Rainer Maria Woelki entspricht so gar nicht dem Bild eines protzigen Erzbischofs: Er wohnt zur Miete im Berliner Problembezirk Wedding, ist Fan des 1. FC Köln und fährt nur dann mit dem Auto, wenn er sein Ornat mitnimmt. Sonst bevorzugt er die S-Bahn.

Von Claudia von Laak |
    Berlin-Wedding, Osloer Straße 11, sanierter Altbau. Auf einem der 28 Klingelschilder steht: "Woelki". Für den gesamten Titel wäre kein Platz: "Rainer Maria Kardinal Woelki, Erzbischof von Berlin". Der 57-Jährige wohnt in einer Fünfzimmermietwohnung unterm Dach.

    "Es ist eine Wohnung, die eine katholische Wohnungsbaugesellschaft gekauft hat beziehungsweise ein Haus, was dort von denen renoviert worden ist, was Eigentum dieser katholischen Wohnungsbaugesellschaft ist. Es sind sehr viele Migranten dort und die Brötchen, Entschuldigung Schrippen, von einem türkischen Bäcker."

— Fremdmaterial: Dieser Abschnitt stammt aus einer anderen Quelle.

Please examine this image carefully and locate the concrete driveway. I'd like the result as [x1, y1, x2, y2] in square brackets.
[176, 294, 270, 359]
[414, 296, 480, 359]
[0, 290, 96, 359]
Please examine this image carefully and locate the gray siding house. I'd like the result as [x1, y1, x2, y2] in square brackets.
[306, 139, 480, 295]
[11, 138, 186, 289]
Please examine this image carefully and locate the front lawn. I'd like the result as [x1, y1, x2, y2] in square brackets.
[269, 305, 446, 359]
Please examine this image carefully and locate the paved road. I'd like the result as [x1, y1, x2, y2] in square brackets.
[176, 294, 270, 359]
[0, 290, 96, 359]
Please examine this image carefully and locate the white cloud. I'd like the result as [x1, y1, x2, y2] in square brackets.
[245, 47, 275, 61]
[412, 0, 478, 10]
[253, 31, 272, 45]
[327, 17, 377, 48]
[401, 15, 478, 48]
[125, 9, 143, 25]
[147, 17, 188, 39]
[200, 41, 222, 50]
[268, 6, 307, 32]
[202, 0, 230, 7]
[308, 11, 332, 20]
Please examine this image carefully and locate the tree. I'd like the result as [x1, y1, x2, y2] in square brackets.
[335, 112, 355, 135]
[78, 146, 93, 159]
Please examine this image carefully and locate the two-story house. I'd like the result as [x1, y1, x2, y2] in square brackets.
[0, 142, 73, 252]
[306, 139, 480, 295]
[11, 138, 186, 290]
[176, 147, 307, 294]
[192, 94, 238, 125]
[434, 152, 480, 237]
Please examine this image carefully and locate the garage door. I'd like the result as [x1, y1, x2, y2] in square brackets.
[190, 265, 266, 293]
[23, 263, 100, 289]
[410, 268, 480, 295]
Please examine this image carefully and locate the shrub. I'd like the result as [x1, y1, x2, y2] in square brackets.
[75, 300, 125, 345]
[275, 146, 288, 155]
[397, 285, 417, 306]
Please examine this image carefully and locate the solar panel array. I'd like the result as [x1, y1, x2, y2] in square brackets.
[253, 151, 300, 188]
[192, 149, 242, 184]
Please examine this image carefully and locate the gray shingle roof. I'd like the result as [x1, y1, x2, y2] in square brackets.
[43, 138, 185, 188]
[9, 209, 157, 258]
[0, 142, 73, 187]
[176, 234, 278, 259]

    Die Imbissbude "Curry und Chili", der afrikanische Kulturverein, das Kindermuseum Labyrinth - das ist die Nachbarschaft des Erzbischofs. Der Wedding ist ein Berliner Arbeiter- und Migrantenbezirk. Einige Glaubensbrüder und -schwestern hatten Woelki abgeraten, dorthin zu ziehen, als er vor gut zwei Jahren von Köln nach Berlin wechselte. Doch: Es gab keine Alternative. Über eine bischöfliche Residenz verfügt das Berliner Erzbistum nicht, die Wohnung des verstorbenen Woelki-Vorgängers hinter der Hedwigskathedrale war dringend sanierungsbedürftig. Die Dachwohnung im Wedding passt zu dem 57-jährigen Fußballfan - Woelki ist Mitglied des 1. FC Köln - der auch sonst nicht das Bedürfnis hat, sich von der harten Berliner Realität abzugrenzen.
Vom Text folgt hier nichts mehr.